Saturday, November 2, 2024

Casually Completing Classics #9: The Odyssey Book 11

 Book 11

My summary: Odysseus meets famous dead people.

Hey, this section came up in 15MAD was at the beginning of the year.

Odysseus is starting to come out of his asshole phase: "One shade came first--Elepenor, of our company,/ who laid unburied still on the wide earth/ as we had left him dead in Kirke's hall,/ untouched, unmourned, when other cares compelled us." (He fell off a roof he was drunkenly sleeping on.)

The shade asks for a proper burial, and he agrees.

Many of the shades want to drink blood, which is not a thing we really spirits today.

There is a heartbreaking segment where he tries to hug his mother, Penelope: "with longing to embrace her,/ and tried three times, putting my arms around her,/ but she went sifting through my hands[...] this embittered all the pain I bore,/ and I cried in the darkness:"

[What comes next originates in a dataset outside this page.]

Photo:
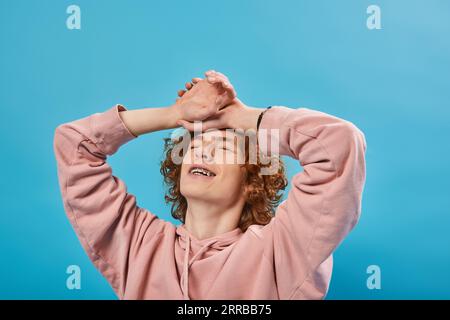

Agamemnon shit talks women a bunch, they're all deceivers, never trust them, etc. After Odysseus willingly spent the last year with Circe, it doesn't hit very strongly.

A bunch of other Iliad characters show up and talk about the Trojan war.

Hebe has "ravishing pale ankles." 

This is an interesting book, but I feel like it gets a bit more attention than it deserves. It's much more popular to talk about than, for example, and of the Telemachus books.